Y el mal nos abre la posibilidad de ejercer la libertad, bajo el riesgo de disolver la noción misma de humanidad.

Robos, asaltos, asesinatos en serie, descuartizados, mutilados. Actos del todo inhumanos. Luvina se instala en los límites del fenómeno humano, ahí donde lo inhumano se padece diariamente y se imagina como la única posibilidad de cercarlo. Por eso Borges se preguntaba «¿Por qué crea Dios este mundo tan lleno de errores, tan lleno de horror, tan lleno de pecados, tan lleno de dolor físico, tan lleno de sentimiento de culpa, tan lleno de crímenes?».
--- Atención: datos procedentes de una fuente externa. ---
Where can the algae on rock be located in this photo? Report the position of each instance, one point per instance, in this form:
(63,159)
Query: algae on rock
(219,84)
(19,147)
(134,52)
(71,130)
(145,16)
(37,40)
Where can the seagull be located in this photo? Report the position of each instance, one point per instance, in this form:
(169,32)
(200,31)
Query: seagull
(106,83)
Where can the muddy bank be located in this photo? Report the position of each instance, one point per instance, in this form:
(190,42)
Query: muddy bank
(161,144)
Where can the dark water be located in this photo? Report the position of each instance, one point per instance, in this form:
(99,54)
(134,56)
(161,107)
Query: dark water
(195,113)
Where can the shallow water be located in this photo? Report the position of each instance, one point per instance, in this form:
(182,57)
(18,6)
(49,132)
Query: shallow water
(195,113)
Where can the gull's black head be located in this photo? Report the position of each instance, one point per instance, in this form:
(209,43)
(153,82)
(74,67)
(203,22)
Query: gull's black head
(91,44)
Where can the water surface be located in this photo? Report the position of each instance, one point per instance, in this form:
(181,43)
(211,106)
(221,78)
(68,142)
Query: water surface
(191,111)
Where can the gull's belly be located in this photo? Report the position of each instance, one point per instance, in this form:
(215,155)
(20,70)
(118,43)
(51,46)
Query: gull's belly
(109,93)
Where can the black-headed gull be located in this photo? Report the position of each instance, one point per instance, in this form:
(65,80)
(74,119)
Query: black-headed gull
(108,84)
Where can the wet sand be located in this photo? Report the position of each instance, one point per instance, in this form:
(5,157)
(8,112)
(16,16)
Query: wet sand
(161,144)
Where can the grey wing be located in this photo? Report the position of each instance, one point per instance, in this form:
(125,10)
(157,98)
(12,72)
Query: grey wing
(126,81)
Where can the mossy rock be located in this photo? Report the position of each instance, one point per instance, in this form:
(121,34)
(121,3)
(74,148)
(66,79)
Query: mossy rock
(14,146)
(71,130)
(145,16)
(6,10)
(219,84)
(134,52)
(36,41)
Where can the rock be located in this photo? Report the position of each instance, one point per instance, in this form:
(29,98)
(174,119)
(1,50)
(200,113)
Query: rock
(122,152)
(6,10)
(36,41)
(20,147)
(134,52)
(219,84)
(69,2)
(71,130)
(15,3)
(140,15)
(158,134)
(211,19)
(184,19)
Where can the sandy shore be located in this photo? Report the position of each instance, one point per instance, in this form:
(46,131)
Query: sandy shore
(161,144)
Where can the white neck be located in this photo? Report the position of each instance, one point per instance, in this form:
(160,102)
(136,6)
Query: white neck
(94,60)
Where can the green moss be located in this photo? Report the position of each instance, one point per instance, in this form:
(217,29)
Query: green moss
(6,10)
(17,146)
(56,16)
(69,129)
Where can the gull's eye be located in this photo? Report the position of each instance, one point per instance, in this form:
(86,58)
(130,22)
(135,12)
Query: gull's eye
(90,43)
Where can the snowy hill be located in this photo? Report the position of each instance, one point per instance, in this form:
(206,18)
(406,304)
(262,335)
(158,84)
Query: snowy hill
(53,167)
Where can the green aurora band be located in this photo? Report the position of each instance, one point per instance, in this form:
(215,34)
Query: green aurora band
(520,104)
En medio de la barbarie mundial, Luvina trata de rescatar gramáticas de la esperanza. Y rinde homenaje a Guillermo Fernández, amigo muy querido y colaborador, recientemente fallecido. Se une, también, a la pena nacional por el deceso de Carlos Fuentes, a quien haremos un merecido reconocimiento en el próximo número.